As you may know I have shot over 1 scene for the Tyra Banks Show. I shot 2. Are you judging me? Are you paying my bills? You know don’t me! You don’t know me! You aint gots nuthin’ on me! Oh no you didn’t. Oh no you don’t. Oh no you just did not! Sorry, I’m done. I recently received this Tyra casting notice in my electronic mail account (or “email” as “the kids” call it).
Now Casting: Do You Have an Invention You Want Trya to Make?
Do you live in NY, NJ, or CT and have an invention you want Tyra to make? If you have drawings or mini models of a mock invention you want Tyra to make, please respond ASAP.
Uh. Huh? If you think that I’m going to share with Tyra my mini model that I crafted of a 12 inch Tyra doll who teaches young children to “smile with their eyes” and “act a hoochie, but make it fashion” you got another thing coming!

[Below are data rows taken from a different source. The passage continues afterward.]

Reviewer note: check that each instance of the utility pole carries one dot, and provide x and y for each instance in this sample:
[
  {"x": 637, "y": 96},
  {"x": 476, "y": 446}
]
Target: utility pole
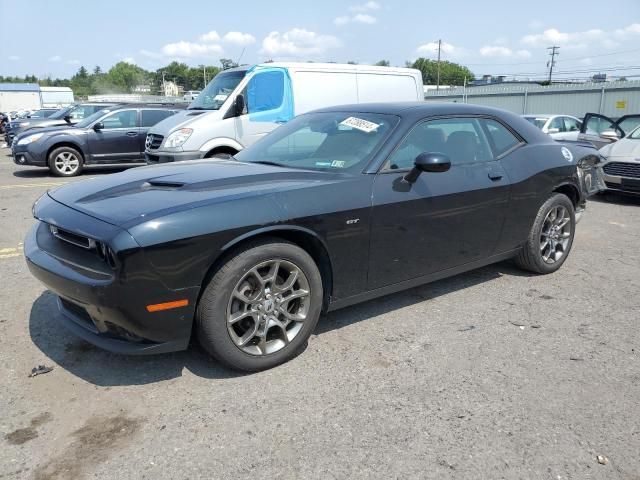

I, personally, am especially proud of the patent-pending feature in which you pull Tyra’s hand and she starts asking your child fun questions….and then she pauses for 4 seconds while your child starts to answer and then her volume goes up 10 notches and she interrupts your child and answers her own question and tells a story about her own childhood and growing up in the fashion industry.
Similar to Tyra coining the phrase “Smizing” which she claims means “Smiling With Your Eyes” I am “Crizping” over the news that Tyra is leaving her talkshow after season 5 in 2010. What is “Crizping” you ask? Why it means, “Crying With My Penis” of course!
Tyra has won 2 Emmy Awards for The Tyra Show and was self-awarded the “President of the World” and told People Magazine, “I’ve been loving having fun, coming into your living rooms, bedrooms, hair salons for the past 5 years” in regards to leaving her show in the Spring.
So what will Tyra do to fill her days? Tyra is reportedly following in the footsteps of Oprah Winfrey and Tyler Perry by starting her own film production company called “Bankable Studios” as a way to positively portray women on the big screen.
We here at IBBB (apparently there is more than just one of me here) wish Tyra all the best and can only hope and pray that there are movies in the works specifically about every phase in Tyra Banks’ life and/or movies about every second of Tyra Banks’ life. I shall be Crizping for a while.
At least I will always have the below photos to get me through the tough times that 2010 will bring without Ty Ty.
In an attempt to inform the minds of people whose brains aren’t fully developed on who she is, Tyra Banks uses some of the characters from Sesame Street to reach an audience of those who can only say Mama, Dada, Hi, and Gaga. It really is important that everyone who is able to breathe can fully know and understand all that is Tyra.
Now I haven’t seen this episode of the Tyra Banks Show, but I’m pretty certain it went a little something like this:
Elmo: “Elmo loves hair! Can Elmo see your hai….
Tyra: “Showing my real hair is the most important thing that I can do. When I was shooting the cover of Sports Illustrated as the first African American cover model, my hair was real and natural. Is your hair real, Elmo? Because mine is and I want all little muppet girls out there to know that real hair is beautiful and you are beautiful and I am beautiful. I’m the most beautiful though.”
Cookie Monster: “Mmmm Cookie Monster likes cookies. Cookie Monster want to eat all the cookies. Cookie Monster want to give Tyra a cook…
Tyra: “I created America’s Next Top Model in my mind when I was walking the runway during the Victoria Secret fashion show and when I was backstage doing my own makeup I was told I could not eat any cookies because I had to be a size zero. And you know what I did? I ate the cookies and then I had a big old glass of milk. Then I walked the runway with my head held high and halfway down the longest runway that anyone has ever walked and will ever walk, I already had the first season of America’s Next Top Model mapped out in my head and by the time I got to the end of the runway I had the first 5 seasons of my talk show mapped out in my head. And on my way back 3 people handed me Emmy Awards for the shows I created in my mind. I’m telling you this because this comes from a place of “Momma” and I will sacrifice myself for you and your cookies. Ok thanks for coming on the show.”